I do agree that immigration reform can go a long way in blunting extremist appeal to our south. Economy plays both ways. Sending US imports to cheaper ports in Mexico and then sending them into the US via trucks, present security problems. I see the balance down the road as involving security v economics with the former reasonably trumping the latter. I also still support the idea of giving the world?s American loving wealthy more slots in entering the US.

Those bad guys are coming in anyway.

Those bad guys are coming in anyway. By opening the southern border for the working immigrants to come in easily, we reduce the number of illegal border crossings as a whole, and allow us to better assume that anybody crossing the border other than at a customs station is a highly dangerous individual, not just some poor man or woman looking for a better life.

And if the bad guys do come in the legal way, well, they would have gotten in anyway, and this way we have a photo and fingerprints and DNA of them.

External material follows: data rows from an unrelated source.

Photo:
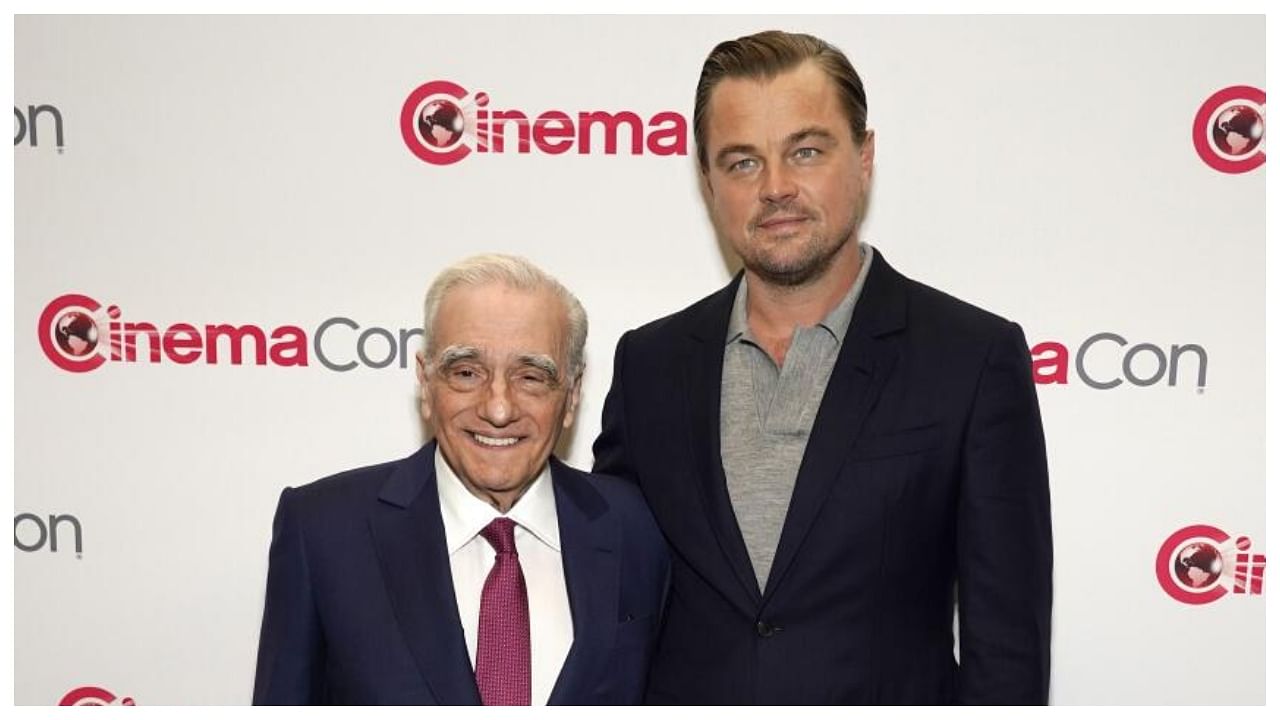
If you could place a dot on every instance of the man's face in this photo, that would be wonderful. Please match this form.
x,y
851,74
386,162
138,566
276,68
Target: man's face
x,y
786,180
497,390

You would think that with such

an excess of illegal immigrants, our government Intel can't hire many with a promise of reward to go back South and be our eyes and ears. How can we have such a hard time cracking the crap to our south with so many Hispanics here seeking citizenship? It isn't like infiltrating the Khyber or Anbar.

You have a point, but it will require more than a cursive background check which will cause huge choke points. I think your measure would force a national ID card, which might not be a bad thing.

I'll keep an eye out for the

I'll keep an eye out for the long form version of your proposal. (I know that, unlike me, you actually will take the time to work through the details. I do big picture only: a combination of laziness and . . . okay, just laziness.)